Notes on how Regexes work in JavaScript

Notes on how Regexes work in JavaScript

Regexes in JavaScript

Regular expressions in JavaScript are objects that represent patterns used for matching and manipulating strings.

There are two ways to create a regular expression in JavaScript:

  • Using the regular expression literal syntax: /pattern/flags.

  • Using the RegExp constructor function: new RegExp('pattern', 'flags').

I prefer the literal syntax because it's more concise and easier to read.

But in cases where you need e.g. template literal strings in your regex, you'll have to use the RegExp constructor function.

Regex Compilation

When a regex is created, it gets compiled. The JavaScript engine analyzes the pattern and converts it into an internal representation that can be efficiently used for matching.

This compilation step involves parsing the pattern, validating its syntax, and creating an optimized data structure for fast matching.

To be clear, Regexes are JavaScript objects under the hood. But the JavaScript engine may further optimize them for performance.

Regex state

Regexes in JavaScript have internal state that can be modified during matching operations.

One worth mentioning is the lastIndex property, which is used with the g (global) flag. It keeps track of the index at which the next match should start.

When a match is found, lastIndex is updated to the index following the matched substring.
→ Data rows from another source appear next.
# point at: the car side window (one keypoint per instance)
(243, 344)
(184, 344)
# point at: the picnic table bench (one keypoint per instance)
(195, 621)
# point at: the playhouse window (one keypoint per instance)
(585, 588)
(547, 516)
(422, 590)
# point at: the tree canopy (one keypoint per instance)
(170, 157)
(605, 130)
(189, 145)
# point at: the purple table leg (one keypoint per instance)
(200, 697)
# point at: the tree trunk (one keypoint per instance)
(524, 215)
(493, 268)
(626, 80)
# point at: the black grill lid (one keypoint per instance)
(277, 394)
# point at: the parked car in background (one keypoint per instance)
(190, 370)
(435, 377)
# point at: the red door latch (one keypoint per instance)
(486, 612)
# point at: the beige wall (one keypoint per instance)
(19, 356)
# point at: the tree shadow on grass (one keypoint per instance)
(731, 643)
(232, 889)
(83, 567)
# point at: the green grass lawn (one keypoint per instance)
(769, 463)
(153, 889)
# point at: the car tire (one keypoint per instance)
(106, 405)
This allows the following matches to start from the correct position.

const regex = /pattern/g;
const str = "text pattern text";
console.log(regex.exec(str)); // ["pattern"]
console.log(regex.lastIndex); // 11
console.log(regex.exec(str)); // null

Here we have a regex with the global flag /pattern/g and a string 'text pattern text'. The first call to regex.exec(str) finds the pattern at index 5 and updates lastIndex to 11. The second call returns null because there are no more matches following index 11.